There's only one required step to get started and that is to *create a module*.

### Creating a module

[](#creating-a-module)

Say you want to create a module to group all your *user* related classes and files, run:

```
php artisan modules:create User

```

and the package will:

- scaffold your user module directories under your primary configured module directory;
- generate a correctly named (optional) service provider to fully enable the power of this package;
- and write its autoload information to your composer.json file.

Of course you can also do all of this manually. Create a `User` and `User/src` directory in any of your module directories and run `php artisan modules:refresh` afterwards to add it to your composer.json file (or do so manually too).

### Caching in production environments

[](#caching-in-production-environments)

*Optional*

To reduce the amount of files being read during application boot, you can opt to **cache a list of your module service providers** to improve load time. In addition to Composer providing a cached list of all your module classes, the package reads just the one cache file on boot and registers those instead of scanning all your module directories and loading them on-the-fly. Especially useful in production environments and advised to run during project deployment.

To cache all providers, run:

```
php artisan modules:cache

```

To clear the cache file, execute:

```
php artisan modules:clear

```

Going into detail
-----------------

[](#going-into-detail)

### Scanning and registering modules

[](#scanning-and-registering-modules)

When you've manually created a new module, made some changes, added directories that need autoloading, and so on, you should refresh your modules:

```
php artisan modules:refresh

```

This will scan all your module directories for changes, write your modules' autoload configuration to composer.json (both classmap, PSR-4, and PSR-4 dev sections when applicable), and automatically update the Composer autoloader.

Your existing Composer configuration is not altered and no autoload entries are altered, unless:

- the module is missing;
- there are duplicate modules (by which one entry will be kept).

If you wish to keep all autoload entries for **modules that do not exist**, you can use the `--keep` option:

```
php artisan modules:refresh --keep

```

### Using a module service provider

[](#using-a-module-service-provider)

*Optional*

A module should contain a service provider if you want your module to support:

- individual configuration;
- publishable configuration;
- migrations;
- seeders;
- Eloquent factories;
- (PHP array or JSON) translations;
- views;
- Eloquent polymorphic mapping support;
- automatic event listener or subscriber registration;
- and automatic [router mapping](https://github.com/sebastiaanluca/laravel-router).

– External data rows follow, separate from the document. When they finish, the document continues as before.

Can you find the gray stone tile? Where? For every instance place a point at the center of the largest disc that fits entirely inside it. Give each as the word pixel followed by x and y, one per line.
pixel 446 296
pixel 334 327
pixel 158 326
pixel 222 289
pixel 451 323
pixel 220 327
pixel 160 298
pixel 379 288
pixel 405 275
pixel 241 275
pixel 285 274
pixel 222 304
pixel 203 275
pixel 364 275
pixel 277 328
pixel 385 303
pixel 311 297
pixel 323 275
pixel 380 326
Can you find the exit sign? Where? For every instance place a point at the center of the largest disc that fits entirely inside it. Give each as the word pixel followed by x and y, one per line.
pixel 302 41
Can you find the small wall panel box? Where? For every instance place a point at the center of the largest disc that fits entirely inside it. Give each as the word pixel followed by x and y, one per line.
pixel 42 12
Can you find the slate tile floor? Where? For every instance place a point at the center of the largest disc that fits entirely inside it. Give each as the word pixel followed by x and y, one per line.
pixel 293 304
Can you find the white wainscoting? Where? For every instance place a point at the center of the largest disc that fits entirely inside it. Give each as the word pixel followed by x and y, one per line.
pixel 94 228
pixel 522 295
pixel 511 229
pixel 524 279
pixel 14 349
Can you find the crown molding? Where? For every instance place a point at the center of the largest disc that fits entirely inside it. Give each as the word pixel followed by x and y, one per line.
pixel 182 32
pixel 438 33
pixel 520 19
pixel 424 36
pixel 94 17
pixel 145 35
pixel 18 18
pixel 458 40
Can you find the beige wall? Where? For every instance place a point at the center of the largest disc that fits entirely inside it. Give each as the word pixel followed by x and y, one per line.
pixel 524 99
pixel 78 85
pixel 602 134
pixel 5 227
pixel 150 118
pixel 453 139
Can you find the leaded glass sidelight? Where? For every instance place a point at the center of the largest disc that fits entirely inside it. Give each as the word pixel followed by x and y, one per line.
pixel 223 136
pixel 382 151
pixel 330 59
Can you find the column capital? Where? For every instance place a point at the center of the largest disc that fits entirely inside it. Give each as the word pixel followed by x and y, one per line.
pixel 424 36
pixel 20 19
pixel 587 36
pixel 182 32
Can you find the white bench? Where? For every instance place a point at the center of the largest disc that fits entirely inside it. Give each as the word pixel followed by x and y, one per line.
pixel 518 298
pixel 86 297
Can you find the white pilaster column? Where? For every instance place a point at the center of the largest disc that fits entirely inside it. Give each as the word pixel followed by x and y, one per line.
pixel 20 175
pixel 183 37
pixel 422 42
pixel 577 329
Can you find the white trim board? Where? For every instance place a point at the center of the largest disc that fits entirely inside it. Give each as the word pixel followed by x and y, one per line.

When you create a module, a service provider is generated for you. If you want to create a provider yourself and have it automatically be registered on framework boot, create a class extending the correct base provider in your module's `src/Providers` directory.

Pay extra attention to the *studly cased* naming of your provider, as it's only registered on boot if the class name starts with your module name.